Calcium trisodium and zinc trisodium DTPA were evaluated in many cases because DTPA was used in treatment of human mixed oxide exposures, which contained plutonium as well as uranium oxide. As DTPA has negligible GI absorption, it must be administered parenterally. DTPA is cleared by glomerular filtration. Unfortunately, DTPA has not demonstrated any benefit at all in enhancing uranium clearance [3]. In fact, the package inserts for both calcium DTPA and zinc DPTA state that “treatments are not expected to be effective for uranium and neptunium” [159, 160]. This is based on a fairly large body of literature. DTPA is nephrotoxic, teratogenic, embryotoxic, and associated with suppressed hematopoiesis [50]. DPTA is associated with significant bycatch of numerous other endogenous substances (calcium, zinc, magnesium, manganese, and metalloproteinase depletion).

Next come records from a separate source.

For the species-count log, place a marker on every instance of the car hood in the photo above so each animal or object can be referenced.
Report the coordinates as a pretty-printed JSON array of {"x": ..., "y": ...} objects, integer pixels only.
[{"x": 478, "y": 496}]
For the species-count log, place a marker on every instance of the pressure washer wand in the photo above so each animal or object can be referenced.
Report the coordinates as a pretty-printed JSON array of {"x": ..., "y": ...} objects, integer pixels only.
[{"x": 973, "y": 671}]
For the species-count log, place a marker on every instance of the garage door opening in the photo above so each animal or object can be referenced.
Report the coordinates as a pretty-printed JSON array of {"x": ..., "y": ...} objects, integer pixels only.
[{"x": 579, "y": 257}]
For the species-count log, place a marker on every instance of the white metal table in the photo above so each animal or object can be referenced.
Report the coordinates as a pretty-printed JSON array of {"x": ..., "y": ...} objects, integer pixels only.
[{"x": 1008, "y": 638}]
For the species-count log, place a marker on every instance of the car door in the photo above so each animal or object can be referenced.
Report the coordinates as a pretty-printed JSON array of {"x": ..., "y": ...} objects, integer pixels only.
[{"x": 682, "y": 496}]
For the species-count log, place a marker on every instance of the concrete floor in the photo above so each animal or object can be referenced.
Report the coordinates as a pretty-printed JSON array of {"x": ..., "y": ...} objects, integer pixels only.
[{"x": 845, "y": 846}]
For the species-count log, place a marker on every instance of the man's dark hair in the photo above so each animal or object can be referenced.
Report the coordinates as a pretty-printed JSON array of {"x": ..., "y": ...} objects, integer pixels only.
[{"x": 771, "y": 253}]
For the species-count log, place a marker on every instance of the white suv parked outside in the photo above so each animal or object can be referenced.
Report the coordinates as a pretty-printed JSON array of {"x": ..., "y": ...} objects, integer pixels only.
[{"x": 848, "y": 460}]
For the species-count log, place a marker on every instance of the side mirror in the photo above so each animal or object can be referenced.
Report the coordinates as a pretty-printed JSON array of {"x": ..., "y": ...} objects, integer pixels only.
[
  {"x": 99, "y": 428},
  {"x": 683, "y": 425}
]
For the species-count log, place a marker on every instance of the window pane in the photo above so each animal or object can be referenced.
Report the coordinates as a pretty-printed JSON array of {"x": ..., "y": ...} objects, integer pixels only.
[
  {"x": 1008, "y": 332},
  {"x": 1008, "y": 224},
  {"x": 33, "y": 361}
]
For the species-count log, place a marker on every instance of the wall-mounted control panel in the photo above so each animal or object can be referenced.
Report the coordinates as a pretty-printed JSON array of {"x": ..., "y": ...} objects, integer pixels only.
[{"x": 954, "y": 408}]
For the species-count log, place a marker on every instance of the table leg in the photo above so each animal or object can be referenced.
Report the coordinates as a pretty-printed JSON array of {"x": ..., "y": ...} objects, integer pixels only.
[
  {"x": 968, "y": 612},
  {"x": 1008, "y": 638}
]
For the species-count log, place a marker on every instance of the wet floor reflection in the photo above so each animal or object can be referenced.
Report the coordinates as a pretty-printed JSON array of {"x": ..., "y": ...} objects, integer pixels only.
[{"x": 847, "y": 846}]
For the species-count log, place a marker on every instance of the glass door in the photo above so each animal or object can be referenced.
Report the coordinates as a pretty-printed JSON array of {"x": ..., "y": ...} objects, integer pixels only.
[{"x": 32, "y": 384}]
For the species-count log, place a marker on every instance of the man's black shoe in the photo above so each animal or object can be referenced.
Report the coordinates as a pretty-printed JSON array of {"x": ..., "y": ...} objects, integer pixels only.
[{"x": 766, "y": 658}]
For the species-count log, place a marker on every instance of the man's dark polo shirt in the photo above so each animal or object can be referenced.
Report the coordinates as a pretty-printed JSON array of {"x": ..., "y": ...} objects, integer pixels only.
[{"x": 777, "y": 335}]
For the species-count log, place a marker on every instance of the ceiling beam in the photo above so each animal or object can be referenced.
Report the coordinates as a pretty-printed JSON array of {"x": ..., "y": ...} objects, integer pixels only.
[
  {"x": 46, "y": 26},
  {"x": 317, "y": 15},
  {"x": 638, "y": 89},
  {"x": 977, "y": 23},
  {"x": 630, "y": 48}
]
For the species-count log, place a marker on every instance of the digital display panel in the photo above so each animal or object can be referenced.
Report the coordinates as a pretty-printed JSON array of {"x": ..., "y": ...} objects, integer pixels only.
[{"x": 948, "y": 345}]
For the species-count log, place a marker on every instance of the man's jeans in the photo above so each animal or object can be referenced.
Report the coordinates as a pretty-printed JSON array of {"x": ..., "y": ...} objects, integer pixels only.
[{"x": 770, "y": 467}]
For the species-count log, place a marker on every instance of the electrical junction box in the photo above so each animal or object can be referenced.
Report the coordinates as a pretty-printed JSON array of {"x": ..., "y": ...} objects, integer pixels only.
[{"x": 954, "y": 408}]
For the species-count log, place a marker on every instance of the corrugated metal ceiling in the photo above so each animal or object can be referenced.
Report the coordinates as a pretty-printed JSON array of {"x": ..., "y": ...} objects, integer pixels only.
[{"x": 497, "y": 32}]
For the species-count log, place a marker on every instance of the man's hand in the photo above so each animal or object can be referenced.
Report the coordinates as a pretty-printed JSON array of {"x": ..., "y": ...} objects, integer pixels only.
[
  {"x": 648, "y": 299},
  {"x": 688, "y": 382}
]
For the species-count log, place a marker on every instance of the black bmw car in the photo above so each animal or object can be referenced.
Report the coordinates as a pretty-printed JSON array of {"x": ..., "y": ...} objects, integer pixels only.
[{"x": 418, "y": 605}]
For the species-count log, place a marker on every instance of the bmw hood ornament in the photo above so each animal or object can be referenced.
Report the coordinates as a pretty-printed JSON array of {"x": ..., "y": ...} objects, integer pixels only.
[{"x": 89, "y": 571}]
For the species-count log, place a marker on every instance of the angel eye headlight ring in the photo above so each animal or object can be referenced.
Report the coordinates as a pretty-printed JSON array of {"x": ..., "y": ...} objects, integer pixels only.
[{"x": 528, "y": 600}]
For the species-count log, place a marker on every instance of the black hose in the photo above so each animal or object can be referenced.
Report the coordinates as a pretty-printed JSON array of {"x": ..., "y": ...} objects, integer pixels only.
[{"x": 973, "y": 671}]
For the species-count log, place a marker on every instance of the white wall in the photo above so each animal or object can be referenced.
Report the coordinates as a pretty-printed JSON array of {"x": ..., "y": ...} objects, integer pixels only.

In porcine models, uranium DTPA caused instant cardiac arrest [161]. This was felt to be due to calcium bycatch because animals provided calcium did not similarly succumb. Numerous other animal models have shown increased urinary elimination of calcium, copper, iron, zinc, and manganese, and concomitant inter-tissue distribution as opposed to decorporation [162164]. Tiron (tiferron) has been evaluated as a potential chelator. It achieved a favorable removal of uranium, but this was limited by the large molar ratios required (2:1 molar ratios), which limited its practical value [151, 165]. The hydroxypyridonates (HOPOs) are either a tetradentate or ocatadentate chelators of uranium that have shown some promise in animal models [166168]. Animal studies regarding efficacy must be interpreted in light of fed or fasting state [151], although in comparison to DTPA, the HOPOs show significant ability to decorporate uranium. The potentially beneficial effects of sodium bicarbonate were reported in 1916 in dogs [169]. Alkaline urine precludes dissociation of the uranium-bicarbonate complex, such that the renal tubular epithelium is protected from reactive uranyl ion exposure [147]. Although later studies cast doubt on sodium bicarbonate efficacy [170], it is recommended by the National Council on Radiation Protection following uranium exposure [144, 145].

Section Summary

DTPA is unsupported for use in uranium chelation. Sodium bicarbonate is currently recommended, although the animal evidence is poor. One might consider dialysis [145]. The HOPOs are considered experimental.

Conclusions

Chelation considerations for metals are complex. They must account for dose–response relationships, a means of toxicity assessment, and an assessment of the metal species, the chelator, and the chelate. Decorporation, even if successful, risks renal exposure to these entities. Multiple chelators may produce potentially harmful bycatch. A carefully considered risk-benefit assessment and consultation with Poison Centers and others with toxicological expertise is recommended in these particularly challenging cases.